Creating a Safe Room or Storm Shelter

Where is a good place for a safe room? Do you need a storm shelter? What should be stored there?

Your home is one of the safest places to be during a tornado or severe storms, but most homes aren't built to withstand sustained winds exceeding 90 miles per hour.

If you live in an area where extreme windstorms, hurricanes, tornados, or severe lightening storms frequently occur, you may want to consider building some kind of cement or underground shelter.

safe room
This is a safe room built in a garage.

Safe Room

The purpose of a shelter or safe room is to provide a space where you and your household can seek refuge that provides a high level of protection.

There are several areas of your home that would be a good safe room:

  • In your basement
  • Beneath a concrete slab-on-grade-foundation or garage floor
  • In an interior room on the first floor. Shelters built below ground level provide the greatest protection, but a shelter built in a first-floor interior room can also provide the necessary protection. Below-ground shelters must be designed to avoid accumulating water during the heavy rains that often accompany severe windstorms.

To protect your family, a safe room within your home must be built to withstand high winds and flying debris, even if the rest of the residence is severely damaged or destroyed

Here are some important criteria for the space you choose:


  • The shelter must be adequately anchored to resist overturning and uplift.
  • The walls, ceiling, and door of the shelter must withstand wind pressure and resist penetration by wind-borne objects and falling debris.
  • The connections between all parts of the shelter must be strong enough to resist the wind.
  • If sections of either interior or exterior residence walls are used as walls of the shelter, they must be separated from the structure of the residence, so that damage to the residence will not cause damage to the shelter.

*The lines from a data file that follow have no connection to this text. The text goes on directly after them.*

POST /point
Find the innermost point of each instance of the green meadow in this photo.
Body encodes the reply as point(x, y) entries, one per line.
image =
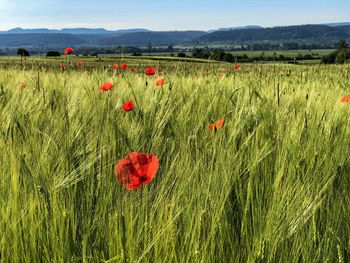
point(272, 185)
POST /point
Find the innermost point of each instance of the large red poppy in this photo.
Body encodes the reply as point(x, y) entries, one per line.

Just like a shelter area in your home, this room should be stocked with supplies to last for a day or two.

Since your chosen room has no windows, you'll definitely need a good, reliable source of temporary light.

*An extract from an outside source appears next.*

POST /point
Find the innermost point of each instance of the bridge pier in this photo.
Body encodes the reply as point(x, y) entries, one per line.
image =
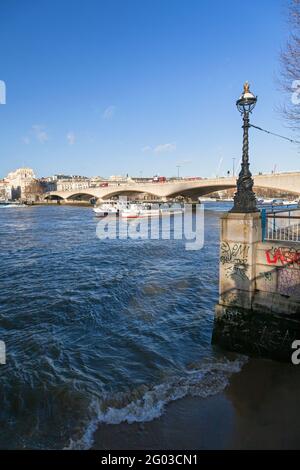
point(254, 314)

Keep your small supply kit stocked and ready in the back of the closet to help the frightening hours pass.

Creating a Safe Room

  • Cover all doors, windows and vents with 2-4 mil. thick plastic sheeting.
  • Cut the plastic sheeting several inches wider than the openings and label each sheet.
  • Duct tape plastic at corners first, then tape down all edges.

creating a safe room

Storm Shelter

in ground safe room
This in-ground storm
shelter is made of
10-gauge steel.
All seams are seal
welded for both
structural integrity
and leak resistance.

A storm shelter that is below ground may or may not be connected to the house. It is especially useful in areas where it is not safe to be above ground during a storm, such as tornados. They can be built of concrete or steel as the photo on the right shows.

You may live in an area where building a concrete storm shelter would be overkill or do no good at all. I live in an earthquake-prone area. Even an underground shelter may break in pieces during a severe earthquake.

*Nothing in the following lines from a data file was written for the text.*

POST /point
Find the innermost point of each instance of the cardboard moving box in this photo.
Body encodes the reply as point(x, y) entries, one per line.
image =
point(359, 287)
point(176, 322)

We have had exactly one tornado here (Utah) in the recorded history of our state, and hurricanes will never happen here. However, a safe room may be necessary for other types of disasters.

 

Whether you create a safe room in your home or build a storm shelter is considered a temporary protective measure to create a barrier between your family and potentially contaminated air outside as well as protection from flying or falling objects. It is a type of sheltering in place that requires preplanning.